The court’s ruling, which upholds the trial court’s March 2022 decisions denying defendants’ motions to dismiss the case, means that Honolulu’s lawsuit will advance to the evidence-gathering phase known as discovery and, ultimately, to a jury trial. While several other climate lawsuits against oil companies — including in Massachusetts, Connecticut, and Rhode Island — are also in discovery, Honolulu’s case is furthest along procedurally among those attempting to recover monetary damages.
“This will be the first [climate liability] case to go to a jury,” Patrick Parenteau, emeritus professor of law and senior fellow for climate policy at Vermont Law and Graduate School, told DeSmog. He called the ruling a “breakthrough.”
“Not only are [plaintiffs] going to be able to prove there’s been historic, multi-decade lying, but the lying is going on right now today,” Parenteau said. “That’s going to be devastating in my view when this finally gets to a jury. And it will now get to a jury in Honolulu.”
Honolulu’s suit is demanding monetary damages to help cover the steep costs of responding and adapting to climate impacts, such as extreme flooding, coastal erosion, and sea level rise. The lawsuit charges the companies with claims of nuisance, trespass, and failure to warn, arguing that deceptive marketing and promotion of fossil fuels worsened the climate crisis and its harmful effects. As the Hawaii Supreme Court noted in its opinion: “Defendants knew about the dangers of using their fossil fuel products, failed to warn consumers about those known dangers, and engaged in a sophisticated disinformation campaign to increase fossil fuel consumption, all of which exacerbated the impacts of climate change in Honolulu.”
The case is one of more than two dozen climate liability lawsuits brought against Big Oil in the U.S. by cities, counties, and states, and one fishermen’s trade association, over the past six years. California became the latest jurisdiction to sue the industry with a lawsuit filed in September. Thus far, the cases had been bogged down in procedural wrangling over whether federal or state courts are the proper venue to hear the disputes. Lawyers for fossil fuel companies unsuccessfully argued the litigation belongs in federal court, where they saw an easier path to dismissal. In April, the U.S. Supreme Court declined to take up oil companies’ requests to review the jurisdiction question in a handful of climate cases, including Honolulu’s. Many of the cases are now advancing in state courts, and Honolulu’s suit is on track to be the first to get to trial.
“Honolulu’s case is now one of the most important climate lawsuits in the country, if not the world,” Corey Riday-White, managing attorney for the Center for Climate Integrity, an advocacy group supporting efforts to hold climate polluters accountable, said in an emailed statement. “Because of this ruling, Honolulu is poised to obtain more evidence of Big Oil’s decades-long campaign of climate deception through the discovery process, and we’re one giant step closer to that evidence getting in front of a jury tasked with deciding whether these polluters are liable for billions in climate damages.”

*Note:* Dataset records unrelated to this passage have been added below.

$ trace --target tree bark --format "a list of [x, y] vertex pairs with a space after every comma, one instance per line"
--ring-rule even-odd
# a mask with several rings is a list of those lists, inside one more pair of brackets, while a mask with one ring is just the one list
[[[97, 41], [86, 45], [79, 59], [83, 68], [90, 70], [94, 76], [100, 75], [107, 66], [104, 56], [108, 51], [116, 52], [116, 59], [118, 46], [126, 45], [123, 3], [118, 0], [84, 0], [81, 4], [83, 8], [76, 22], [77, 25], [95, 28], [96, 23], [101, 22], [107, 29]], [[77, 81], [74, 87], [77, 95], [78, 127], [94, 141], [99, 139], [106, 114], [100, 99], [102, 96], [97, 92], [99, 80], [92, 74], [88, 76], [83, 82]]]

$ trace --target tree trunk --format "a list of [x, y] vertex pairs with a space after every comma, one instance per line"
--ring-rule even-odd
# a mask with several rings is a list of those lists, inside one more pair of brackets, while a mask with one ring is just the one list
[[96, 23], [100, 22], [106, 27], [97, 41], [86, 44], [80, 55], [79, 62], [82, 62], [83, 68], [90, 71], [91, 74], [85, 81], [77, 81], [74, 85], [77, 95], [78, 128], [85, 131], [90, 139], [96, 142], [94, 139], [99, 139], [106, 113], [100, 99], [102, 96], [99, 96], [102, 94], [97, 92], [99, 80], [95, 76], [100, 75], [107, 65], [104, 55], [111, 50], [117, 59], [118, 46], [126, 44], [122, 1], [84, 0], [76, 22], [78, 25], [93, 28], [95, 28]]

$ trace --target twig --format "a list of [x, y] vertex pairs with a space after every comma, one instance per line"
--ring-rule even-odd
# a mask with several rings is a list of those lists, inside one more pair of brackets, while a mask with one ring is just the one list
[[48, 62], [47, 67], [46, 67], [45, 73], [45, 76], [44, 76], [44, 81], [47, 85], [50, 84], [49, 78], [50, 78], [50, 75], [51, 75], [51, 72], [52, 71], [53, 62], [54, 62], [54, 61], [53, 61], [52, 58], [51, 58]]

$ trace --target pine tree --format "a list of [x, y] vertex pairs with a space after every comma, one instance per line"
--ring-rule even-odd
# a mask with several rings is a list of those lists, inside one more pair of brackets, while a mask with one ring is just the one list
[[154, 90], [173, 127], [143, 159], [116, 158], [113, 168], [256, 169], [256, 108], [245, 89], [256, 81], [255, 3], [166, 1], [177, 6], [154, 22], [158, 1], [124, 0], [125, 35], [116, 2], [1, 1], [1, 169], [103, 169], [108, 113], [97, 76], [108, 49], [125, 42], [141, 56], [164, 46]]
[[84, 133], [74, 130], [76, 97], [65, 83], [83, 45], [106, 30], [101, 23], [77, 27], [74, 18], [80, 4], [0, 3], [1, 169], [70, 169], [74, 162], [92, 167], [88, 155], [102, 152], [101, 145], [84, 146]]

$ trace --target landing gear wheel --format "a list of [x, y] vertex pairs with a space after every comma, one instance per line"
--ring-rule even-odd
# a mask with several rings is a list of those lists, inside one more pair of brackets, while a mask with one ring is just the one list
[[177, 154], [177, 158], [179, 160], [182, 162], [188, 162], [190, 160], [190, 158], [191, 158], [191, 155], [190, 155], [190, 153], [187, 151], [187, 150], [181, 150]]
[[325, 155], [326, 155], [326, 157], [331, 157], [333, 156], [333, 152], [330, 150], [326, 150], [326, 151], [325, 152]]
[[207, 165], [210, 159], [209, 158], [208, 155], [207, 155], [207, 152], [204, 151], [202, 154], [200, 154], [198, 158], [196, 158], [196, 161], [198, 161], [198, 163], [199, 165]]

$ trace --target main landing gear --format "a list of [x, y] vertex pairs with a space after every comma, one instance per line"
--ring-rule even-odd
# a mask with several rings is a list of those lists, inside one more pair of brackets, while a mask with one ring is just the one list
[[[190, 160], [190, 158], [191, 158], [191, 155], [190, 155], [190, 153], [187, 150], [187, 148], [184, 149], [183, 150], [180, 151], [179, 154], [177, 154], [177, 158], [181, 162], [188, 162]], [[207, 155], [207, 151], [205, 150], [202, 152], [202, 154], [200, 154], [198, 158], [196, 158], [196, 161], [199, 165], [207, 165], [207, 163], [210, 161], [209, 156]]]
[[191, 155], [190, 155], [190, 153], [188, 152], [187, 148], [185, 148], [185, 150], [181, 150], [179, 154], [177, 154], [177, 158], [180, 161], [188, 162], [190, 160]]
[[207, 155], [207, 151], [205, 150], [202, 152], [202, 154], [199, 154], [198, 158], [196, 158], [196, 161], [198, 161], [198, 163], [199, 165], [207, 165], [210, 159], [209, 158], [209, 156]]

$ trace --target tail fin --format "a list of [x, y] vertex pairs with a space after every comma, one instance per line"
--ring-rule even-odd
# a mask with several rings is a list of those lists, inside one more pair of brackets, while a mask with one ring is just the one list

DeSmog reached out to several of the defendants for comment. BP declined to comment, while Chevron and ExxonMobil did not immediately respond to requests for comment.

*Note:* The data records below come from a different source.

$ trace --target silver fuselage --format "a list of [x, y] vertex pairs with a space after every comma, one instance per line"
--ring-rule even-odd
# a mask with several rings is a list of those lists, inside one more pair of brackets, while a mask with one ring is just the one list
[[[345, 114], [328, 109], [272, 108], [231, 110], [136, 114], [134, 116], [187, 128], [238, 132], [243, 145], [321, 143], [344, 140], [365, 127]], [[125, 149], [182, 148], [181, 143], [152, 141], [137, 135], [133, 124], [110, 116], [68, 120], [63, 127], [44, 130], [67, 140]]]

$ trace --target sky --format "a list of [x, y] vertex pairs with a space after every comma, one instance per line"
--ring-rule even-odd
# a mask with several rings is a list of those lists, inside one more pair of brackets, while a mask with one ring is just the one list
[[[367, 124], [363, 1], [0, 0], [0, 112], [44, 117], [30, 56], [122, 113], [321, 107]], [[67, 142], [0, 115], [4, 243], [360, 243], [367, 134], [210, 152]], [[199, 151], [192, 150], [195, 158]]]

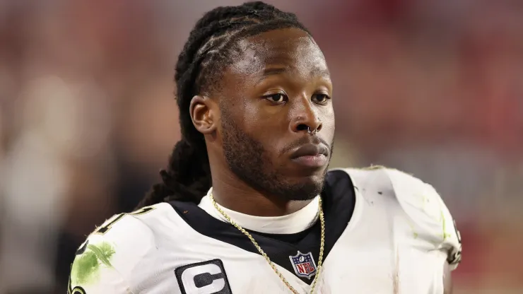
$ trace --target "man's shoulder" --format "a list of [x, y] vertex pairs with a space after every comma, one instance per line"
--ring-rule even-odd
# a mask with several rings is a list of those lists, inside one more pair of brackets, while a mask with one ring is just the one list
[[452, 268], [457, 266], [461, 237], [454, 218], [432, 185], [407, 172], [380, 165], [339, 170], [349, 175], [363, 198], [377, 194], [397, 203], [419, 244], [429, 250], [448, 252]]
[[168, 204], [144, 207], [129, 213], [120, 213], [97, 227], [76, 252], [71, 278], [83, 279], [86, 263], [97, 267], [112, 268], [128, 276], [147, 256], [157, 250], [155, 223], [172, 210]]

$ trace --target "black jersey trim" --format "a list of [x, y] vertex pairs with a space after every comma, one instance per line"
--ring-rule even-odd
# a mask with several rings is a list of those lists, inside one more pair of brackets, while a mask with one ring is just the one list
[[[331, 170], [327, 173], [322, 192], [325, 218], [325, 244], [324, 260], [345, 230], [355, 205], [354, 186], [348, 175], [343, 170]], [[259, 254], [251, 241], [230, 223], [215, 218], [194, 203], [179, 201], [170, 201], [178, 215], [194, 230], [205, 236], [230, 244], [244, 250]], [[319, 253], [320, 224], [317, 221], [309, 229], [296, 234], [266, 234], [249, 231], [271, 260], [294, 273], [290, 256], [301, 252], [312, 252], [316, 264]], [[296, 242], [286, 242], [296, 239]], [[312, 278], [299, 277], [309, 285]]]

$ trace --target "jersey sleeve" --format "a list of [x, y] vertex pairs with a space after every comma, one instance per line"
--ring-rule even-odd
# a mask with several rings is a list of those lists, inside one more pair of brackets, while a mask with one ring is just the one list
[[411, 220], [416, 238], [428, 250], [447, 252], [452, 270], [462, 258], [462, 240], [456, 222], [429, 184], [396, 170], [387, 169], [396, 197]]
[[111, 264], [112, 246], [88, 240], [78, 249], [71, 268], [69, 294], [133, 293], [130, 286]]
[[69, 294], [139, 292], [148, 278], [143, 264], [149, 265], [156, 248], [151, 228], [136, 217], [140, 213], [114, 216], [88, 237], [71, 265]]

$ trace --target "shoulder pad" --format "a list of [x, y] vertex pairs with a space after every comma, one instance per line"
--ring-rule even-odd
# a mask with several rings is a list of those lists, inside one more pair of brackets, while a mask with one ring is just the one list
[[406, 172], [381, 165], [341, 170], [351, 176], [355, 185], [392, 189], [409, 218], [415, 237], [423, 240], [428, 250], [448, 252], [451, 269], [457, 266], [462, 252], [459, 232], [441, 196], [431, 185]]
[[89, 235], [71, 266], [70, 292], [131, 293], [131, 283], [136, 282], [132, 277], [137, 276], [142, 261], [156, 250], [153, 231], [139, 217], [156, 208], [148, 206], [114, 216]]
[[451, 269], [461, 261], [462, 240], [456, 222], [433, 186], [394, 170], [385, 169], [396, 198], [413, 223], [415, 235], [432, 244], [435, 249], [448, 252]]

The Hawaii Supreme Court’s ruling comes after the court heard oral arguments on the companies’ appeal in August. It was the first time the court had been in session following the horrific wildfires in Maui — the worst in the state’s history. Maui has filed a separate climate liability lawsuit against fossil fuel companies, and that case is awaiting a ruling from the trial court on the defendants’ motions to dismiss.